Step 1// Get FlowerFamilyID from SQL server & dump in a text file. This has about 100 entries
FlowerFamilyID FamilyName 
1             Acanthaceae
2                 Agavaceae
Step 2// A csvfile has flowerid, flowercommonname. Read csv file (about 10000 entries) and store them in a list eg:
1|Rose   
2|American water willow 
3|false aloe
Step 3// Lucene index is created on Book/Journal for that day
Step 4// for every familyflowerID from datatextfile call SearchFlower(flowerfamilyID, flower list). returns all flowers found in that book/journal
Step 5// In search function I call Lucene query parser & search for 10000 flower entries, if found store the first hit with score in a list
        public static List<flowerResult> searchText(String flowerfamilyid, List<flower> flowers)
    {
        DateTime startdate = DateTime.Now;   
        List<flowerResult> results = new List<flowerResult>();
        Document doc = new Document();   
        foreach (var flower in flowers)
        {           
            string[] separators = { ",", ".", "!", "?", ";", ":", " " };
            string value = flower.getFlower().Trim().ToLower();
            string[] words = value.Split(separators, StringSplitOptions.RemoveEmptyEntries);
             String criteria = string.Empty;
            if (words.Length > 1)
                criteria = "\"" + value+ "\"";
            else
                criteria = value;
            if (string.IsNullOrEmpty(criteria))
                continue;
            criteria = criteria.Replace("\r", " ");
            criteria = criteria.Replace("\n", " ");
            QueryParser queryParser = new QueryParser(VERSION, "body", analyzer);
            string special = " +body:" + criteria;
            Query query = queryParser.Parse(special);      
            try
            {      
                IndexReader reader = IndexReader.Open(luceneIndexDirectory, true);
                Searcher indexSearch = new IndexSearcher(reader);
                TopDocs hits = indexSearch.Search(query, 1);
                if (hits.TotalHits > 0)
                {
                    float score = hits.ScoreDocs[0].Score;
                    if (score > MINSCORE)
                    {
              flowerResult result = new flowerResult(flower.getId(), flower.getFlower(), score);
                        results.Add(result);
                    }
                }      
                indexSearch.Dispose();
                reader.Dispose();
                indexWriter.Dispose();
            }
            catch (ParseException e)
            {//"Could not parse article.
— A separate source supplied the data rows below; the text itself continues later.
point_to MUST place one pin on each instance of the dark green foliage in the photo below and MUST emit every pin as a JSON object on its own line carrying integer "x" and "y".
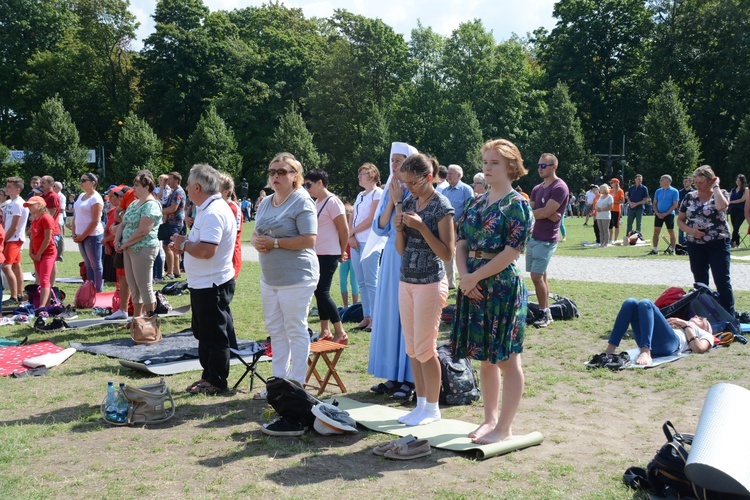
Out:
{"x": 52, "y": 145}
{"x": 212, "y": 142}
{"x": 669, "y": 144}
{"x": 137, "y": 148}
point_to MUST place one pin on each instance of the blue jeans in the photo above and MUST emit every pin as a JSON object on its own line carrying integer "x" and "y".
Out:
{"x": 91, "y": 251}
{"x": 650, "y": 328}
{"x": 715, "y": 255}
{"x": 637, "y": 214}
{"x": 366, "y": 271}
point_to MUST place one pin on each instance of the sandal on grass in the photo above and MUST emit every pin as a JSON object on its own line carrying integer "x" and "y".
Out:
{"x": 387, "y": 387}
{"x": 206, "y": 388}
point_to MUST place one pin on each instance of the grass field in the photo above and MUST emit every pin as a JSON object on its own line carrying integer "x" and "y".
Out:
{"x": 595, "y": 423}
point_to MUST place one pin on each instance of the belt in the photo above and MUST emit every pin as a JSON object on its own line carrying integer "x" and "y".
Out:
{"x": 478, "y": 254}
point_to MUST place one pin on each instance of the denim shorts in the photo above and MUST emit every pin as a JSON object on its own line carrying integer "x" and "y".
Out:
{"x": 538, "y": 255}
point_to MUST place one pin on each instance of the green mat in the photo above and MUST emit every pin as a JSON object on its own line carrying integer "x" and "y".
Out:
{"x": 445, "y": 434}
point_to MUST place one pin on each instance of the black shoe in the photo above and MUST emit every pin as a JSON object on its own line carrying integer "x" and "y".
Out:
{"x": 68, "y": 313}
{"x": 600, "y": 360}
{"x": 619, "y": 361}
{"x": 56, "y": 325}
{"x": 283, "y": 427}
{"x": 39, "y": 324}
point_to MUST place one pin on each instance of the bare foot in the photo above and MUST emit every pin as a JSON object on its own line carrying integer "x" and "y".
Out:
{"x": 492, "y": 437}
{"x": 482, "y": 429}
{"x": 644, "y": 359}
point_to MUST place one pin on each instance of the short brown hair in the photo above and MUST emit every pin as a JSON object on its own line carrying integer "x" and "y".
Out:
{"x": 372, "y": 170}
{"x": 510, "y": 152}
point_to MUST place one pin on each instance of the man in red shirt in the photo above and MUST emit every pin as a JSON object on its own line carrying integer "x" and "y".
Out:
{"x": 52, "y": 199}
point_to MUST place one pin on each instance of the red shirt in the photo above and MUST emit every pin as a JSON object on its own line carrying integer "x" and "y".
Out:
{"x": 53, "y": 207}
{"x": 237, "y": 256}
{"x": 38, "y": 226}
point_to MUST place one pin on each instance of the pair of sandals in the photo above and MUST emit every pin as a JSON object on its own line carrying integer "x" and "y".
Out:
{"x": 402, "y": 391}
{"x": 203, "y": 387}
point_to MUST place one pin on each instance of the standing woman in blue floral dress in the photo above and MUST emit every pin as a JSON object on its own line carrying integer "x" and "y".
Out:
{"x": 492, "y": 300}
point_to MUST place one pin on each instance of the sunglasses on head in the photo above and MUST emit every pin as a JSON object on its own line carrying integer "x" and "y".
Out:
{"x": 280, "y": 171}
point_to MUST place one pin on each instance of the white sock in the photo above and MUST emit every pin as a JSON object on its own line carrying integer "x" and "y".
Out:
{"x": 430, "y": 413}
{"x": 420, "y": 405}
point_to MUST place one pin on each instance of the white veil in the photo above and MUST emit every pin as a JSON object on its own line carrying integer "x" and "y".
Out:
{"x": 374, "y": 242}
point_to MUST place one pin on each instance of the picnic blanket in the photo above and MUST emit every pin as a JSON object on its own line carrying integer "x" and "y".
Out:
{"x": 11, "y": 358}
{"x": 173, "y": 347}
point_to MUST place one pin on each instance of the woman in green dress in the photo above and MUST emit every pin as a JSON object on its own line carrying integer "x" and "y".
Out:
{"x": 492, "y": 299}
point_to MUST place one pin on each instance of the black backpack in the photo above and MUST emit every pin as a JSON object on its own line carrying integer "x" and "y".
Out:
{"x": 459, "y": 379}
{"x": 666, "y": 472}
{"x": 290, "y": 400}
{"x": 563, "y": 308}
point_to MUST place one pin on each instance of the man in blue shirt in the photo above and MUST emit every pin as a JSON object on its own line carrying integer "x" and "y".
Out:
{"x": 637, "y": 200}
{"x": 666, "y": 200}
{"x": 458, "y": 193}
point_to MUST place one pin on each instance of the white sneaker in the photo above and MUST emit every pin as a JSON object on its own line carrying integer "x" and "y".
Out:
{"x": 117, "y": 315}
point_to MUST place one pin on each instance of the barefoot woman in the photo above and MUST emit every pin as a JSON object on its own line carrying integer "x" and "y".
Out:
{"x": 491, "y": 302}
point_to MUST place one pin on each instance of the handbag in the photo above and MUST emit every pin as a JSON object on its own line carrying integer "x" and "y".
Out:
{"x": 146, "y": 329}
{"x": 118, "y": 260}
{"x": 147, "y": 404}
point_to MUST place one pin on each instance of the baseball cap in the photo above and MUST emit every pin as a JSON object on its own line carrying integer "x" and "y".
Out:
{"x": 35, "y": 200}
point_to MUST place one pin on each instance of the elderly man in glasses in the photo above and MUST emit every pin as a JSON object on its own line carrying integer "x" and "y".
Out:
{"x": 548, "y": 200}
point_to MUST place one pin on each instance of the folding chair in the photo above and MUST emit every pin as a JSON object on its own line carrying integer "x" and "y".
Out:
{"x": 257, "y": 351}
{"x": 320, "y": 350}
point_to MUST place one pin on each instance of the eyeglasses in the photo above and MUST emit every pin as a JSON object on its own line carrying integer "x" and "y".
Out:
{"x": 280, "y": 171}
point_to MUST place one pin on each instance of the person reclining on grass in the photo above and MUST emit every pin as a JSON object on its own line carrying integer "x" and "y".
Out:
{"x": 654, "y": 334}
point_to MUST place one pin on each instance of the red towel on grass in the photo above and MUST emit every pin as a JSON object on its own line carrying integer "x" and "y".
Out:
{"x": 11, "y": 358}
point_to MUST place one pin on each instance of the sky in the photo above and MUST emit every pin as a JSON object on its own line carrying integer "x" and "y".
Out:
{"x": 502, "y": 17}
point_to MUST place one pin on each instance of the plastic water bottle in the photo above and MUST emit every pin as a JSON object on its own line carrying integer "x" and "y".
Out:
{"x": 110, "y": 411}
{"x": 122, "y": 405}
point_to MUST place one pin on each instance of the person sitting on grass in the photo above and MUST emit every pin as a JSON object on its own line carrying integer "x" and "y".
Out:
{"x": 655, "y": 335}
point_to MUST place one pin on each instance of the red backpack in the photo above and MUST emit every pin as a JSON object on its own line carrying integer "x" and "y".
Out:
{"x": 86, "y": 295}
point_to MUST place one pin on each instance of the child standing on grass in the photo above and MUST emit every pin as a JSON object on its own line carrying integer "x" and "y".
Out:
{"x": 425, "y": 240}
{"x": 42, "y": 250}
{"x": 604, "y": 214}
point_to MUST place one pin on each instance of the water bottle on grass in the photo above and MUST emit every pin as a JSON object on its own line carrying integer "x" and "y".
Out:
{"x": 110, "y": 410}
{"x": 122, "y": 405}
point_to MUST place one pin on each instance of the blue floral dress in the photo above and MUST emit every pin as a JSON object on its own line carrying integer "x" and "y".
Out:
{"x": 493, "y": 327}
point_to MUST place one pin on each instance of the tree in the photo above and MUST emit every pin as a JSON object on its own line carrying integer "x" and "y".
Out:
{"x": 27, "y": 27}
{"x": 212, "y": 142}
{"x": 463, "y": 140}
{"x": 95, "y": 55}
{"x": 52, "y": 144}
{"x": 137, "y": 148}
{"x": 292, "y": 136}
{"x": 669, "y": 144}
{"x": 598, "y": 49}
{"x": 563, "y": 137}
{"x": 740, "y": 153}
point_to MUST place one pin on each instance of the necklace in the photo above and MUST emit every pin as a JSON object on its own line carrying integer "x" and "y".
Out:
{"x": 425, "y": 202}
{"x": 276, "y": 205}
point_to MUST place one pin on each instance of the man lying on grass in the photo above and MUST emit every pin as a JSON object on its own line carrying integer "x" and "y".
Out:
{"x": 654, "y": 334}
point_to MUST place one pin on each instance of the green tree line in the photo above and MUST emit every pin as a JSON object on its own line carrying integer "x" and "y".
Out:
{"x": 233, "y": 88}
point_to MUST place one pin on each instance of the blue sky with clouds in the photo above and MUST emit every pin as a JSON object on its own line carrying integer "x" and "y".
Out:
{"x": 502, "y": 17}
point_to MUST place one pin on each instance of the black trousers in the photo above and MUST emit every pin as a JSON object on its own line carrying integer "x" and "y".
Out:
{"x": 213, "y": 326}
{"x": 326, "y": 307}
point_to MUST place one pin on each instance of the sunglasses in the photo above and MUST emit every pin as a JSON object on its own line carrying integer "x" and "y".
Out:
{"x": 280, "y": 171}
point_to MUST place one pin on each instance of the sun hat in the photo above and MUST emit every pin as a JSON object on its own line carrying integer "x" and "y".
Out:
{"x": 35, "y": 200}
{"x": 330, "y": 417}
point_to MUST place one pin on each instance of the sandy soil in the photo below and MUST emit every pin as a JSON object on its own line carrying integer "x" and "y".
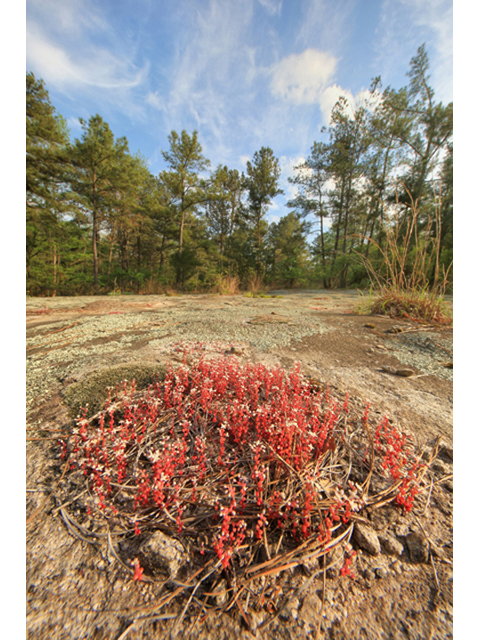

Details: " + e.Message);
              }
        }
        return results;
    }
public class flower
{
    public long flowerID {get;set;}
    public string familyname {get;set;}
    public string flower {get;set;} //common name
}
I tried running this, & it completed in 5 days. But I need to finish this within a day bcoz results are used for further analysis. So, I split up the csv file into 10 different files and the job completed in 2 days. I was told by team leader to use multiple threads to enhance the speed. I have no clue how to do that. Can somebody help me?
Thanks R